= Mauritanian National Union =

The Mauritanian National Union (Union nationale mauritanienne, abbreviated UNM) was a political party in Mauritania. The party was founded in April 1959, as a merger between a dissident group in the Mauritanian Regroupment Party (PRM) and the Union of Natives of Southern Mauritania (UOMS). The foundation of the party took place in the run-up to the May 1959 legislative elections. Members of the party bureau of UNM included Hadrami Ould Khatrri (political secretary), Moussa Sall, Yacoub Ould Boumediana (chairman) and Ba Abdoul Aziz (administrative secretary). The UNM favoured unity with the neighbouring states in the Mali Federation.

The party had most of its support from the Black populations of southern Mauritania. The party could not contest the May 17, 1959 legislative elections, having been formed too soon before the polls. The party held its founding conference in July 1959, in Aïoun. At the conference, the party declared itself as 'the Mauritanian section of the Party of the African Federation' (PFA), a move reciprocated in a greeting from the PFA bureau two months later.

In February 1960 Hadrami, Yacoubi and Ba were arrested, charged with conspiring against the integrity of the state.
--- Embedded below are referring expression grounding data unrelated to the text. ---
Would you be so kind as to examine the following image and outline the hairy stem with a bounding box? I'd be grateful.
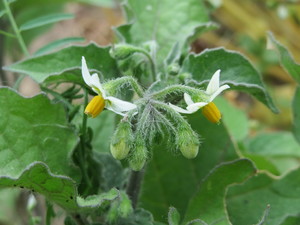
[151,84,207,100]
[139,50,156,82]
[105,76,144,97]
[126,169,145,209]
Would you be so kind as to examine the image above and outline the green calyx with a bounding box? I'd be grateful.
[177,126,200,159]
[110,120,133,160]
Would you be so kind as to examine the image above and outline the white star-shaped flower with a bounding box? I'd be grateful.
[82,56,137,117]
[169,70,230,123]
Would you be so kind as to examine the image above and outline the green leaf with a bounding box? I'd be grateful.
[168,207,180,225]
[4,43,119,83]
[117,0,213,66]
[293,87,300,144]
[246,131,300,174]
[19,13,74,31]
[139,114,238,223]
[215,97,249,141]
[0,87,78,180]
[182,159,256,224]
[227,168,300,225]
[34,37,85,55]
[267,32,300,83]
[181,48,278,113]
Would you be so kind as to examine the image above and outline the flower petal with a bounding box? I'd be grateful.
[106,96,137,113]
[206,69,221,95]
[209,84,230,102]
[91,73,106,97]
[169,103,194,114]
[184,93,194,105]
[81,56,92,86]
[186,102,207,112]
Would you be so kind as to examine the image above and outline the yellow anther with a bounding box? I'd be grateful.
[84,95,105,118]
[201,102,221,124]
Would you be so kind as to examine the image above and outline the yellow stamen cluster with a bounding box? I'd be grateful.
[84,96,105,118]
[201,102,221,124]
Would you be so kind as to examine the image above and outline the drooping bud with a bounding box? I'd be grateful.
[110,120,133,160]
[110,44,141,60]
[129,137,147,171]
[177,126,200,159]
[201,102,221,124]
[167,63,180,76]
[84,95,105,118]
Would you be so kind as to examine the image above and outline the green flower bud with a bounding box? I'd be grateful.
[178,72,192,82]
[110,121,133,160]
[177,127,200,159]
[167,63,180,76]
[110,44,141,60]
[129,137,147,171]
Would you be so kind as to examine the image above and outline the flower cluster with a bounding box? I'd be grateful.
[81,56,230,169]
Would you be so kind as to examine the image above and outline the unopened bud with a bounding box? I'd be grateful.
[110,121,133,160]
[167,63,180,76]
[110,44,141,60]
[178,72,192,82]
[129,138,147,171]
[177,127,200,159]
Once the Mali Federation collapsed, the jailed UNM leaders were released. Subsequently the party moved closed to Moktar Ould Daddah. The party was pressured to align with PRM and on October 10, 1960 the two parties formed a united front. At a meeting held on June 30, 1961 leaders of PRM, UNM and the former Nahda agreed to merge their parties. Subsequently, the Mauritanian People's Party (PPM) was formed as the sole legal party in the country.